Health officials are hoping that new, long-acting drugs to help prevent HIV infection will be a turning point for the fight against a global health threat that’s been eclipsed by the coronavirus pandemic.
South African President Cyril Ramaphosa highlighted the new drug in a weekly newsletter, saying the long-term acting and injectable HIV drug has “the potential to significantly strengthen our response to the epidemic.”
The region is especially hard-hit. South Africa has the biggest epidemic in the world with 7.7 million people living with HIV, according to UNAIDS.
In separate studies of men and women earlier this year, including one by the HIV Prevention Trials Network and the Reproductive Health and HIV Institute (RHI) at the University of Witwatersrand in South Africa, the drug — Cabotegravir — had successful trials.
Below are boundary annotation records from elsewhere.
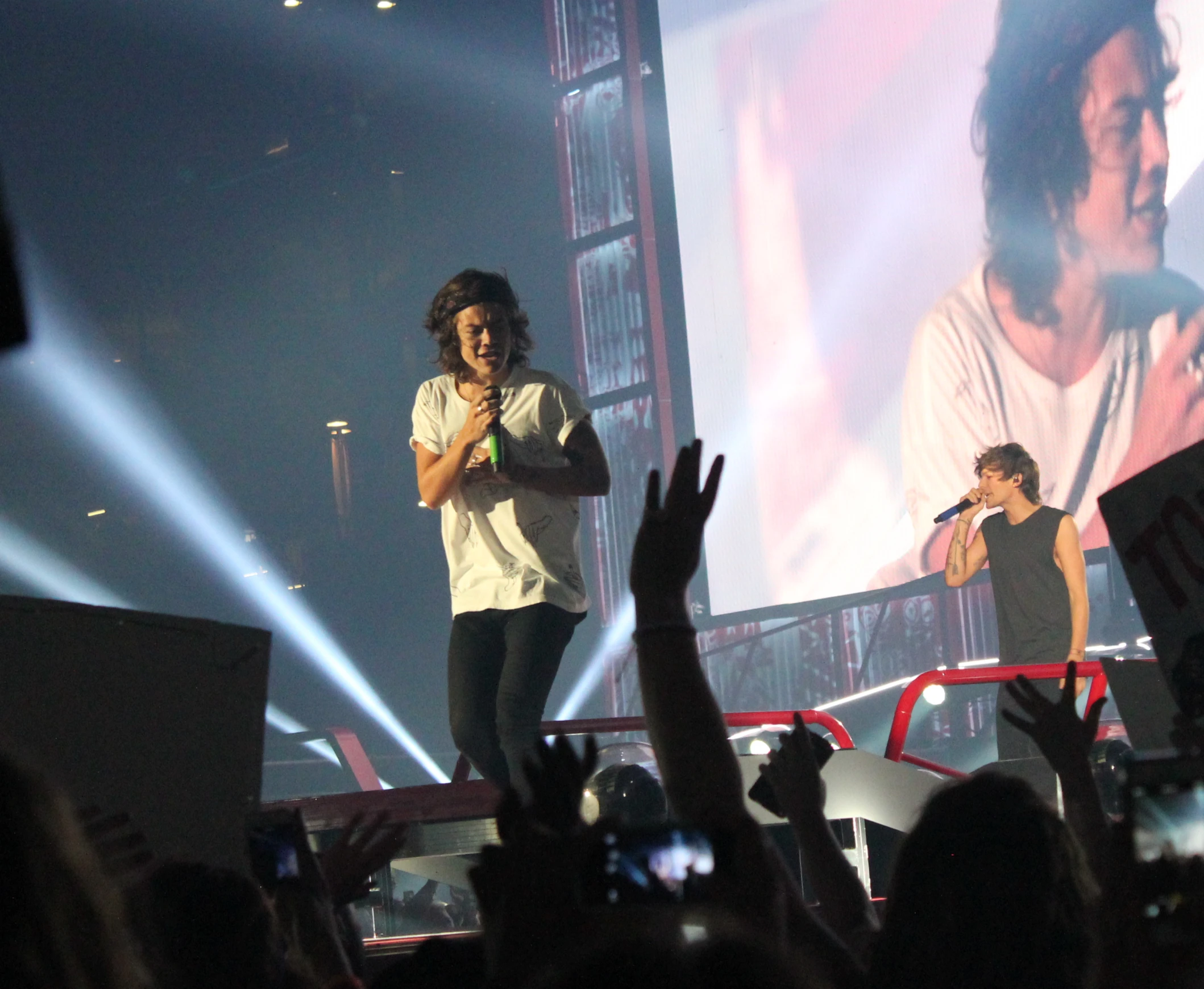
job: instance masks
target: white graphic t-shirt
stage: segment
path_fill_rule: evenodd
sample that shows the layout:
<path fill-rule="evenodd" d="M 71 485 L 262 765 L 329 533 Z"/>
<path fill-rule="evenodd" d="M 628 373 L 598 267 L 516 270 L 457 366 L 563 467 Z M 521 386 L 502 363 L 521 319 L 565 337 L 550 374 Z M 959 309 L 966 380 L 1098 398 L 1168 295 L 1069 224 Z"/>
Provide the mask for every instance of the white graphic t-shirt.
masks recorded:
<path fill-rule="evenodd" d="M 1115 330 L 1091 371 L 1060 385 L 1004 336 L 984 265 L 925 316 L 903 386 L 914 576 L 922 573 L 933 516 L 974 486 L 974 457 L 987 446 L 1028 450 L 1040 468 L 1041 501 L 1070 513 L 1082 531 L 1128 452 L 1146 375 L 1176 332 L 1173 312 L 1144 322 Z"/>
<path fill-rule="evenodd" d="M 590 417 L 555 374 L 515 367 L 501 385 L 506 456 L 529 467 L 566 467 L 565 440 Z M 412 448 L 443 455 L 468 415 L 450 374 L 424 381 L 414 401 Z M 515 484 L 461 485 L 443 504 L 452 614 L 548 602 L 585 611 L 579 499 Z"/>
The shot given every two months has been proven to be 90% more effective than the daily pill known as PrEP.
Ramaphosa’s message noted, however, that South Africa’s battle against HIV had suffered because of the coronavirus pandemic and the resultant strain on health services, a situation repeated in many countries with a high prevalence of HIV/AIDS.
In her World AIDS Day message, UNAIDS executive director Winnie Byanyima lamented the fact that more than 12 million people are still waiting to get on HIV treatment, while 1.7 million people were infected with HIV in 2019 because of lack of access.
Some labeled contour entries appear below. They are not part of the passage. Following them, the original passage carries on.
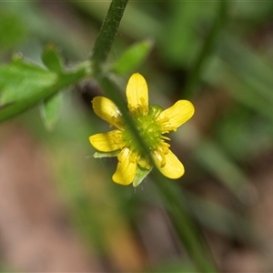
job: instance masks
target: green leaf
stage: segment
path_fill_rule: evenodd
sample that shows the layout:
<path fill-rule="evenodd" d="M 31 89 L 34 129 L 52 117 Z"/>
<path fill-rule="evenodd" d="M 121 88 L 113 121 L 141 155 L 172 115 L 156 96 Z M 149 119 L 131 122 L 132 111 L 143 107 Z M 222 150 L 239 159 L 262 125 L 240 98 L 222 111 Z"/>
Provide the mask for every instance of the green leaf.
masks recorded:
<path fill-rule="evenodd" d="M 52 72 L 60 74 L 63 71 L 63 59 L 53 44 L 47 45 L 42 53 L 42 61 Z"/>
<path fill-rule="evenodd" d="M 93 157 L 94 157 L 94 158 L 113 157 L 117 157 L 117 155 L 119 153 L 120 153 L 120 150 L 114 151 L 114 152 L 108 152 L 108 153 L 96 152 Z"/>
<path fill-rule="evenodd" d="M 0 105 L 16 102 L 57 82 L 57 75 L 15 57 L 0 66 Z"/>
<path fill-rule="evenodd" d="M 133 45 L 113 65 L 112 70 L 119 75 L 136 70 L 147 58 L 152 46 L 151 40 Z"/>
<path fill-rule="evenodd" d="M 59 116 L 59 110 L 62 103 L 62 94 L 49 97 L 43 102 L 41 107 L 41 116 L 44 120 L 44 124 L 48 130 L 52 130 Z"/>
She called on companies to “openly share their technology and know-how and to waive their intellectual property rights” so that the world can produce vaccines, including for COVID-19, at the scale required. There is no vaccine for HIV.
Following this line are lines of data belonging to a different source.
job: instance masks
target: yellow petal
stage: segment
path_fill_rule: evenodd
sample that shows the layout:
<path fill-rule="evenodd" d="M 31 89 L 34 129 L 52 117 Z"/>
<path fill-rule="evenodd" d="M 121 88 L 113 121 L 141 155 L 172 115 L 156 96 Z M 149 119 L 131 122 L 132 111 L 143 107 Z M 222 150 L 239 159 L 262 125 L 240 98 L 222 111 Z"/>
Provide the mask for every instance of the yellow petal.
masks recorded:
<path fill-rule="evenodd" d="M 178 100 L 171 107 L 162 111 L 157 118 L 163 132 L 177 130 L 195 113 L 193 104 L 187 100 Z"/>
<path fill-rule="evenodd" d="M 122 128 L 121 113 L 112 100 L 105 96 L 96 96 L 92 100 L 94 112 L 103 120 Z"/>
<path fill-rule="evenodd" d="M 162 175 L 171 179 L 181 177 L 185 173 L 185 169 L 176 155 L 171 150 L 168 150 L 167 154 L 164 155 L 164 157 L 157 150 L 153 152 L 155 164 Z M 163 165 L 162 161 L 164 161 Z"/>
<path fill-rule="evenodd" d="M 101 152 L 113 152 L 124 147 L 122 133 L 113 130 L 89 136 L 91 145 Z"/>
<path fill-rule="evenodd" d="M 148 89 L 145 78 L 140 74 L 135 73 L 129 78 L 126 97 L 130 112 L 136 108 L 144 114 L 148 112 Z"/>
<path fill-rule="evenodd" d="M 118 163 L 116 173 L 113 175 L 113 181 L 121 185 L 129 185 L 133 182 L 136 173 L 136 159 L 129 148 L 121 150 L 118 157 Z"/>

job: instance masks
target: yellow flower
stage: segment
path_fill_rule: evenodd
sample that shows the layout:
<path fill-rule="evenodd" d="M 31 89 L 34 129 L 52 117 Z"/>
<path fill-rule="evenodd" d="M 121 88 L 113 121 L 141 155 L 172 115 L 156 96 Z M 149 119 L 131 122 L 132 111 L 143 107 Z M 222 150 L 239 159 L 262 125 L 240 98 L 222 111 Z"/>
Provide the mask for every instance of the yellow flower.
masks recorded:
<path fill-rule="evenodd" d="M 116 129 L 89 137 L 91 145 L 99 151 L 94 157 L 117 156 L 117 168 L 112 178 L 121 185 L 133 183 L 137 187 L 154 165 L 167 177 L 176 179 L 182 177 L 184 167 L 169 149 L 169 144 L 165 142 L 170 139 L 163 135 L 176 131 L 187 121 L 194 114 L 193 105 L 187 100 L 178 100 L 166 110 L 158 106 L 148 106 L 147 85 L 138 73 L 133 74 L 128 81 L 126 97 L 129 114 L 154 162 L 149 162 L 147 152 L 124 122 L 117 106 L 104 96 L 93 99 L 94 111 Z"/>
She also stressed that the global AIDS response was off track even before COVID-19 and the world needed to reset its targets if it is to meet the goal of ending HIV/AIDS as a public health threat by 2030.
The response against COVID-19 has shown what can be achieved by working together, UNAIDS said.
Fears that the world is losing focus on the AIDS epidemic were reflected by figures in South Africa that showed 225,000 HIV/AIDS patients in the country’s largest province of Gauteng had discontinued their vital anti-retroviral treatment this year, partly but not only because of difficulties accessing care during the virus pandemic.
Yet, amid the stark figures, health officials and women, hold onto hope that cabotegravir could mean less visits to health centers as many look to reduce exposure to COVID-19.